Event Name

Dr Prosper Ngabonziza

Start Date 15th Dec 2017
End Date 20th Dec 2017

Within the framework of the LAAMP Colloquium programme, Dr Prosper Ngabonziza (Max-Planck-Institute for Solid State Research, Department of Solid State Quantum Electronics, Stuttgart, Germany) has delivered a presentation entitled "Synchrotron Light Sources and Their Diverse Applications" at the following venues in Kigali, Rwanda:

  • Friday, 15 December 2017: African Institute for Mathematical Sciences-AIMS
  • Wednesday, 20 December 2017: ICTP - East African Institute for Fundamental Research, College of Science and Technology (CST), University of Rwanda, Nyarugenge campus

In addition to interacting with many students who were excited about the possibility of training at AdLSs under the LAAMP initiative, Ngabonziza held discussions with a number of top university and governmental officials, including UR’s Deputy Vice-Chancellor for Academic Affairs and Research, the Principal of its CST, and the Director-General for Science, Technology and Research in the Rwandan Ministry of Education. Rwanda has been making tremendous strides in science and technology in recent years and it will be important for LAAMP to follow up on the doors that Ngabonziza was able to open.

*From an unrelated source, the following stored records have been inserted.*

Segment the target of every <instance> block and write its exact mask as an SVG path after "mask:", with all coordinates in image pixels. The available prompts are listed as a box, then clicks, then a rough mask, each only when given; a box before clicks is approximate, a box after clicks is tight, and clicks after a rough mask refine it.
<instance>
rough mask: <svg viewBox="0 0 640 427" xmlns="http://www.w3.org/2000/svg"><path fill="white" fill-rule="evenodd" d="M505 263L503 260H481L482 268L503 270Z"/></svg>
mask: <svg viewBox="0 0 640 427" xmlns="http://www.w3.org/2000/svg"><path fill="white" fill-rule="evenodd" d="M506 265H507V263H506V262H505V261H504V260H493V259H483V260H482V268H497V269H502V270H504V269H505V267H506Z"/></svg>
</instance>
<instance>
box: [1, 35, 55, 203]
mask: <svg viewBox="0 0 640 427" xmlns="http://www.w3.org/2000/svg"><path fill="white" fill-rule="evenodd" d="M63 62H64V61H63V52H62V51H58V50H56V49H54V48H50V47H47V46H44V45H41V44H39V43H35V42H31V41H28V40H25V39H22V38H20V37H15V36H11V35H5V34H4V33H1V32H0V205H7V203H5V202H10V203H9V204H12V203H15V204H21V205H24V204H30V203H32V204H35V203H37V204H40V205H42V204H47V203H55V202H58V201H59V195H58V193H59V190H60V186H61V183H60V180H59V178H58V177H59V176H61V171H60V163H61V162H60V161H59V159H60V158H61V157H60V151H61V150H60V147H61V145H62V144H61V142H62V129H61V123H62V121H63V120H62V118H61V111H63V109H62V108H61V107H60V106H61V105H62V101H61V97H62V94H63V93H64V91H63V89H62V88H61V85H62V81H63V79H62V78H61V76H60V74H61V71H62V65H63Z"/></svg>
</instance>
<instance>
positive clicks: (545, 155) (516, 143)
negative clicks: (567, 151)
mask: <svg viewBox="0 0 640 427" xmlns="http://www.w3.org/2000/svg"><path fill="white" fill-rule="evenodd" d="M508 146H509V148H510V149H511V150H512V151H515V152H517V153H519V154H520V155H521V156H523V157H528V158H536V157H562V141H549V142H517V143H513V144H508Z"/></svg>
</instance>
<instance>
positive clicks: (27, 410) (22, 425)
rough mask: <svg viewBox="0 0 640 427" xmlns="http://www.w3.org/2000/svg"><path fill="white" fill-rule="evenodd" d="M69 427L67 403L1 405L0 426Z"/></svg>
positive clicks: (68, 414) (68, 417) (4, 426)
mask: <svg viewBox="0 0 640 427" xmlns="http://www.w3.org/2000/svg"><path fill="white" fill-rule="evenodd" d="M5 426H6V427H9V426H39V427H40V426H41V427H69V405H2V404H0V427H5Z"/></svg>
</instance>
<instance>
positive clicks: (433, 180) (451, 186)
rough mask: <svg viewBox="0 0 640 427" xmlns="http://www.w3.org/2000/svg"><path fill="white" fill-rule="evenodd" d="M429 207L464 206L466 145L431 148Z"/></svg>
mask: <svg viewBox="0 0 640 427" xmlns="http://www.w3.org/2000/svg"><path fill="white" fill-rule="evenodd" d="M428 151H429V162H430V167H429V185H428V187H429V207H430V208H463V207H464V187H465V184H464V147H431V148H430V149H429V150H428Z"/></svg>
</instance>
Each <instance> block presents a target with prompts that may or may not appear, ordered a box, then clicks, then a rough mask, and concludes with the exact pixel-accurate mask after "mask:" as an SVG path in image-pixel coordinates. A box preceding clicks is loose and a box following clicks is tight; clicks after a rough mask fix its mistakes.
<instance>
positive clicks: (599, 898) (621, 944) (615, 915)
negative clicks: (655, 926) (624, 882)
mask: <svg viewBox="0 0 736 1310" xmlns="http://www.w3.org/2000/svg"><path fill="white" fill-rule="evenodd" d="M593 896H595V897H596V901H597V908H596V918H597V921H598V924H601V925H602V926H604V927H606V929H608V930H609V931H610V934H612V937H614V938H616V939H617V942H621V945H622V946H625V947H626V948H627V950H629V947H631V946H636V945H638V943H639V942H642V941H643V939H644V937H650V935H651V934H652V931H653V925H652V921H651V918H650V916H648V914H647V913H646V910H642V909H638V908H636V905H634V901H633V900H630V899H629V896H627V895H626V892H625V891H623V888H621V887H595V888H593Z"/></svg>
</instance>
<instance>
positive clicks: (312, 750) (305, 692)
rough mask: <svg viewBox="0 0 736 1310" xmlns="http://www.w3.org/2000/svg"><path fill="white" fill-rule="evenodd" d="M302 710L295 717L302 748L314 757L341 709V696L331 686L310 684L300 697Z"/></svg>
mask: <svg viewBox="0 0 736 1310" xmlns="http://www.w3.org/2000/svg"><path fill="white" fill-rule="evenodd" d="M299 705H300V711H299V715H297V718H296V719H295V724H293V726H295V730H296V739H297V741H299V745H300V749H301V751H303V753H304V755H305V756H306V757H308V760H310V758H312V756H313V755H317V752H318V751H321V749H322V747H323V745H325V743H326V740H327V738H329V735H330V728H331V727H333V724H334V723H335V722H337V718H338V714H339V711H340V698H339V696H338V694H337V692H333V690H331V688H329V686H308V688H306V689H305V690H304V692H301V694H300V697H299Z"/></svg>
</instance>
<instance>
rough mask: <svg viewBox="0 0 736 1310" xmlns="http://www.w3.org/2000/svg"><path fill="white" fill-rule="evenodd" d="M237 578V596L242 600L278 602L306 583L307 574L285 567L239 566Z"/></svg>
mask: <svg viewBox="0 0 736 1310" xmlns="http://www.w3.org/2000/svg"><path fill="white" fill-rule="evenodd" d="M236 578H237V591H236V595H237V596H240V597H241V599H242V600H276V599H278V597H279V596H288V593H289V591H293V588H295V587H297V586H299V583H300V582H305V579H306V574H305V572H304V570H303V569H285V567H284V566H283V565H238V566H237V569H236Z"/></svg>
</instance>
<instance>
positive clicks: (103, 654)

Ngabonziza, together with the Director of ICTP-EAIFR, also arranged a meeting at the Ministry of Education to once more introduce the LAAMP project to them. They were interested in encouraging scientists from Rwanda to participate in the LAAMP FAST program and agreed to prepare a short document that will be presented to the Minister of Education.


Synchrotron Light Sources and Their Diverse Applications

A synchrotron light source is one of the most brilliant man-made light sources in the world. It can be more than a million times brighter than the Sun. ‘Synchrotron light’ refers to the range of the electromagnetic spectrum that is produced by a dedicated synchrotron machine. It is produced when electrons, moving at velocities close to the speed of light, are forced to change direction under the action of a magnetic field [1].

In the first part of this presentation I will introduce the basic concepts of synchrotron light; and then exemplify how synchrotron light source has greatly revolutionized basic and applied research in many disciplines like nanotechnology, physics, biology, medical applications, archaeology, chemistry, environmental science and geology. Synchrotron radiation has also provided, in many cases, the key to solving problems arising from technological challenges in industrial research or development [2].

In the second half of the talk, I will focus on the applications of synchrotron light in condensed matter physics and materials science for probing the electronic band structure of correlated electrons materials and topological insulator quantum materials. One of the prominent synchrotron techniques is spectroscopy, in particular, the X-ray photoemission spectroscopy (XPS) and angle resolved photoemission spectroscopy (ARPES). These techniques allow detailed study of the band structure and determination of elemental composition, chemical state and physical properties of different materials. I will show one of our electronic structure measurements on strontium ruthenate materials performed at Soleil synchrotron facility using ARPES. In particular, I will discuss the near Fermi level band dispersion and the Fermi surface topology of Sr4Ru3O10 single crystals [3]. Next, I will discuss our XPS and ARPES data on intrinsic Bi2Te3 topological insulator thin films [4]. I will demonstrate how in-situ characterization of topological insulator nanomaterials using several, complementary surface analysis techniques enable to investigate topological surface states without exposing the samples to ambient conditions; and by using vacuum suitcase technology allows samples transfer in ultra-high vacuum conditions for further in-situ analysis at different locations like synchrotron radiation facilities [5].

I will end with a brief discussion on the opportunities that an African light source can bring to the continent by, for example, contributing not only to the return of African science diaspora, but also attracting international scientists to come to Africa for their synchrotron based researches. An African light source will also contribute to the improvement of University education in Africa, offer career opportunities to graduate students; and foster cross-border research collaborations in key areas of science and technology.


1. P. Willmott, Introduction to synchrotron radiation: techniques and applications; John Wiley and Sons, West Sussex, UK (2011).
2. D. H. Bilderback et al., Review of third and next generation synchrotron light sources; Journal of Physics B: Atomic, Molecular and Optical Physics 38, 9 (2005).
3. P. Ngabonziza, et al., Signature of electron-phonon correlation in the band structure of Sr4Ru3O10, Proceeding of the South African Institute for Physics 2012, 153-157 (2014).
4. P. Ngabonziza, et al., In-situ spectroscopy of intrinsic Bi2Te3 topological insulator thin films and impact of extrinsic defects, Physical Review B 92, 035405 (2015).
5. P. Ngabonziza, et al.; In-situ Characterization Tools for Bi2Te3Topological Insulator Nanomaterials, Book chapter in the Springer book series; Springer-Verlag Berlin Heidelberg 2018 (currently in press).